8. A Matches from the beginning of the target string
This mode is similar to the effect of ^ (circumflex) in metacharacters.
<?php $pattern = '/this/A'; $string = 'hello this is a '; //$string1 = 'this is a '; if (preg_match($pattern, $string, $match)) { echo '匹配到了,结果为:'; var_dump($match); } else { echo '没有匹配到'; } ?>
Conclusion:
If $string cannot be matched when adding the A mode modifier, it can be matched without adding it
If the A mode modifier is added, $string1 can be matched, because it must be matched from the beginning
9. D End$ No carriage return is allowed after
If this modifier is set, the dollar metacharacter in the pattern will only match the end of the target string. Without this option, the dollar sign will also match before the last character if it is a newline character.

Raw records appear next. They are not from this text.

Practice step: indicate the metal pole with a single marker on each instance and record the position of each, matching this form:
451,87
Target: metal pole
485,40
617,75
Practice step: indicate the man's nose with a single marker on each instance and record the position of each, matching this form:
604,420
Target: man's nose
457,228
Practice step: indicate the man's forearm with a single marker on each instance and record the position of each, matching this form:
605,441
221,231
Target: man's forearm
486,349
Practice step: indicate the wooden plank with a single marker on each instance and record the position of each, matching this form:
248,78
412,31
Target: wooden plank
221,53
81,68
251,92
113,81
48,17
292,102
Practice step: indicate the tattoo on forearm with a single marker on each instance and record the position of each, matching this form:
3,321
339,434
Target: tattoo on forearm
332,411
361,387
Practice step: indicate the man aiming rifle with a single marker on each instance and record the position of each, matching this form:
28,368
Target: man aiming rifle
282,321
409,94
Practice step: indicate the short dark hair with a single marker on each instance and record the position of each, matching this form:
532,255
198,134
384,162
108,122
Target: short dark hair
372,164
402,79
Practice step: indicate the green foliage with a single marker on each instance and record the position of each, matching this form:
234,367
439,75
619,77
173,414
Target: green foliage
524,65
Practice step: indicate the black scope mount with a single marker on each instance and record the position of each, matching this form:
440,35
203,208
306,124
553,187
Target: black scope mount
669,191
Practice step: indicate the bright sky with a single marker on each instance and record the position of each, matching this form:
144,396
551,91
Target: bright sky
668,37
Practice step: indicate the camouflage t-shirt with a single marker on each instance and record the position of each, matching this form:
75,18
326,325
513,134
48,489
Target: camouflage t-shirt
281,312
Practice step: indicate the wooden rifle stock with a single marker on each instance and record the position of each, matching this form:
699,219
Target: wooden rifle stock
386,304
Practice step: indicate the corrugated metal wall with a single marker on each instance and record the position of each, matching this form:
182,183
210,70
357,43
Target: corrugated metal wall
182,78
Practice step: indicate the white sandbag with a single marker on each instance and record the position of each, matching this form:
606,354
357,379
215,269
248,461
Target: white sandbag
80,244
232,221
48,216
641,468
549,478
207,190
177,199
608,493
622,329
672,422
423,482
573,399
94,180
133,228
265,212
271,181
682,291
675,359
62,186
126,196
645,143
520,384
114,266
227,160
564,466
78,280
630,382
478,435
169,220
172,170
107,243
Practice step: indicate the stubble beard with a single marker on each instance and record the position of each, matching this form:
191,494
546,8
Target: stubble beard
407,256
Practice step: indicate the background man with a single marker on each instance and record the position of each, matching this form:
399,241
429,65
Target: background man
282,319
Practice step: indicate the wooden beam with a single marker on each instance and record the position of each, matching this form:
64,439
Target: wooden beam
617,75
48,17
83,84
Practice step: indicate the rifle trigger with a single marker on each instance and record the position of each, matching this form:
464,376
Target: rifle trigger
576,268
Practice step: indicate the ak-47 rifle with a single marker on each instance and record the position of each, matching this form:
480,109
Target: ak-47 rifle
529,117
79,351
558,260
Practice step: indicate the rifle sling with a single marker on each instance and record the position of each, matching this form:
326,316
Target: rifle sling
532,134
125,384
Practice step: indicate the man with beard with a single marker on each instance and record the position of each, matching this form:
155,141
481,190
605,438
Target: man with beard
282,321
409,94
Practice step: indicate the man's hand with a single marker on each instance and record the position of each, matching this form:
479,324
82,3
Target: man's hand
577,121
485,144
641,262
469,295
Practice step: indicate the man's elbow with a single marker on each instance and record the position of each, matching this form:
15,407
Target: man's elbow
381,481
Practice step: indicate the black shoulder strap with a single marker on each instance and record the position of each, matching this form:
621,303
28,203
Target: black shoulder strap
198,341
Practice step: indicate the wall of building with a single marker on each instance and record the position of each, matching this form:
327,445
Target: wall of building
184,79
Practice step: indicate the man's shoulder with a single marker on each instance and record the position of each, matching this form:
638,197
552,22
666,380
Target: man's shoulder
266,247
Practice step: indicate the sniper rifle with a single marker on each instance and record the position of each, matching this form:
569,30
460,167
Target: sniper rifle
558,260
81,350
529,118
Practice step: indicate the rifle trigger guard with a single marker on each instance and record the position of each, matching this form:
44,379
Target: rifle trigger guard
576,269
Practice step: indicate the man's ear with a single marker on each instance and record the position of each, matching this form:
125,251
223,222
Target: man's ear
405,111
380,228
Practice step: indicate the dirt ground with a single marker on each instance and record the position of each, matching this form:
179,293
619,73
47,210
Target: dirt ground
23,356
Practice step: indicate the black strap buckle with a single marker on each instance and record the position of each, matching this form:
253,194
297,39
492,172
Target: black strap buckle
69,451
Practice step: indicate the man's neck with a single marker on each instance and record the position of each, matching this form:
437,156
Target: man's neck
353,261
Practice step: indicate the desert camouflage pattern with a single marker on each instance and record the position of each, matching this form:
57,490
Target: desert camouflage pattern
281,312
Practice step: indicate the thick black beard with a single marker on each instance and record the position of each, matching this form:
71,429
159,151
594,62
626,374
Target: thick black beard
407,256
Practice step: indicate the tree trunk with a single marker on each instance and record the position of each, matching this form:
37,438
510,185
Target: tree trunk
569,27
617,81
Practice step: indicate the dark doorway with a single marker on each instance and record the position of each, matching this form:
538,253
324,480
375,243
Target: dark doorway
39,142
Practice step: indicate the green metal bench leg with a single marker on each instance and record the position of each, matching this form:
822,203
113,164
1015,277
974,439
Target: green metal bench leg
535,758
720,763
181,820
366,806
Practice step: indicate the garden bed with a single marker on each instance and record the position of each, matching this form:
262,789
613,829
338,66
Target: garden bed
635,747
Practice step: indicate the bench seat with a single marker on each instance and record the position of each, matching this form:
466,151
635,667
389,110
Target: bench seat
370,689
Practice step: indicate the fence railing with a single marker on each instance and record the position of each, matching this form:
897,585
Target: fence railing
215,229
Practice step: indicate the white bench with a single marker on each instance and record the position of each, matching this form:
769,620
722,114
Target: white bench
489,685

<?php $pattern = '/\w+this$/'; //$pattern1 = '/\w+this$/D'; $string = "hellothis "; if (preg_match($pattern, $string, $match)) { echo '匹配到了,结果为:'; var_dump($match); } else { echo '没有匹配到'; } ?>
The results are shown on the right
Conclusion:
1. For example, when pattern matches $string, there is a return after the string this of $string. car. It can also match successfully without adding the D matching character
2. For example, when pattern matches $string, D is added. There is a space after the string this of $string, and the match is unsuccessful.